Take for example a baby girl born with normal outer genitalia. She has no family history of DSD and is growing well, within the healthy ranges for height and weight. At a year and a half old, she requires hernia repair. The surgery reveals internal testicular tissue. Enter Uli, who uses genetic testing and ultrasound to reveal the baby girl has a chromosomal DSD and no uterus or ovaries. Although such a diagnosis can be shocking, Uli helps the family develop a plan to continue raising their daughter female. It includes surgery to remove the inactive, internal male gonads, and supplemental hormones later in life to induce puberty.
Other DSD cases are easier to recognize. But, they too require careful testing to inform treatment plans. Uli remembers a case of a baby born with partially male and female outer genitalia. The otherwise healthy baby left the hospital after birth without a gender while testing continued. When results came back, the data supported a male gender assignment. The care team worked with the family to follow up with specific hormone therapy and reparative surgery before his first birthday. These cases and others were included in a recent review article by Uli entitled “Challenges in the diagnosis and management of disorders of sex development” to help guide families and care teams.
Uli regularly collaborates with professionals across the hospital to develop tailored DSD care plans of the most intimate nature. Each situation carries unique cultural and medical considerations. Uli emphasizes empathetic listening and team approaches are paramount. “It is important to set a positive, respectful, and optimistic tone at the initial encounter with the family of the affected baby. They may already have information or expectations, based on prenatal ultrasound or other diagnostic evaluations.

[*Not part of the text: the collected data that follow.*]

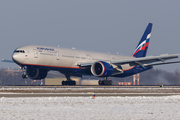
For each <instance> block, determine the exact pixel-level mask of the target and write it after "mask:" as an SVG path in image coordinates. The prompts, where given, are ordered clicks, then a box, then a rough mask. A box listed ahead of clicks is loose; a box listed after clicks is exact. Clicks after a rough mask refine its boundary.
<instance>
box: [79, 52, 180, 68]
mask: <svg viewBox="0 0 180 120" xmlns="http://www.w3.org/2000/svg"><path fill="white" fill-rule="evenodd" d="M179 56H180V54H171V55H167V54H166V55H160V56H147V57H141V58H133V57H132V58H131V59H122V60H117V61H106V62H108V63H111V64H113V65H116V66H117V65H123V64H129V65H130V66H135V65H141V66H143V67H144V66H153V65H162V64H172V63H180V61H171V62H167V61H166V60H170V59H174V58H178V57H179ZM92 64H93V63H78V66H82V67H89V66H91V65H92Z"/></svg>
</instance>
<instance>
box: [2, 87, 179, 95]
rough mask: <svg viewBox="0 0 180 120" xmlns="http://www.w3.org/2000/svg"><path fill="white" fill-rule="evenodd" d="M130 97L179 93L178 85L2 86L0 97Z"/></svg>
mask: <svg viewBox="0 0 180 120" xmlns="http://www.w3.org/2000/svg"><path fill="white" fill-rule="evenodd" d="M93 94H95V95H96V96H97V97H98V96H100V97H106V96H107V97H111V96H121V97H131V96H172V95H180V87H179V86H176V87H174V86H173V87H172V86H166V87H157V86H136V87H135V86H131V87H122V86H121V87H120V86H111V87H110V86H108V87H107V86H104V87H102V86H3V87H0V97H88V96H93Z"/></svg>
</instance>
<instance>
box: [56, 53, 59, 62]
mask: <svg viewBox="0 0 180 120" xmlns="http://www.w3.org/2000/svg"><path fill="white" fill-rule="evenodd" d="M56 60H59V52H58V51H56Z"/></svg>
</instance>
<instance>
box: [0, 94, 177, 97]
mask: <svg viewBox="0 0 180 120" xmlns="http://www.w3.org/2000/svg"><path fill="white" fill-rule="evenodd" d="M93 95H94V94H93V93H0V97H13V98H16V97H90V96H93ZM174 95H180V93H95V96H96V97H115V96H119V97H135V96H156V97H157V96H174Z"/></svg>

The birth of a baby that does not conform to those expectations would be expected to result in anxiety, confusion, and emotional distress in the parents,” Uli writes in his review. “Parents need to be engaged in the shared decision-making process.”
Uli’s recent review article is one of seven in a special DSD edition of Birth Defects Research Part C: Embryo Today. Uli teamed up with Michiko Watanabe, PhD, Professor of Pediatrics in the School of Medicine, as editors for the issue that covers everything from sex-specific effects of pollution to sociocultural implications of DSD. The pair brought together 36 DSD researchers from around the world to bring readers up to date on the latest DSD research, and to raise the profile of DSD. “Our aim was to provide an overview of the complexity of the medical decisions, investigations, and treatment approaches involved in the diagnosis and management of this spectrum of disorders,” Uli said. “My hope is that the broad scope of articles in this special issue will provide a frame of reference to the reader, which should serve as a good starting point for further exploration.”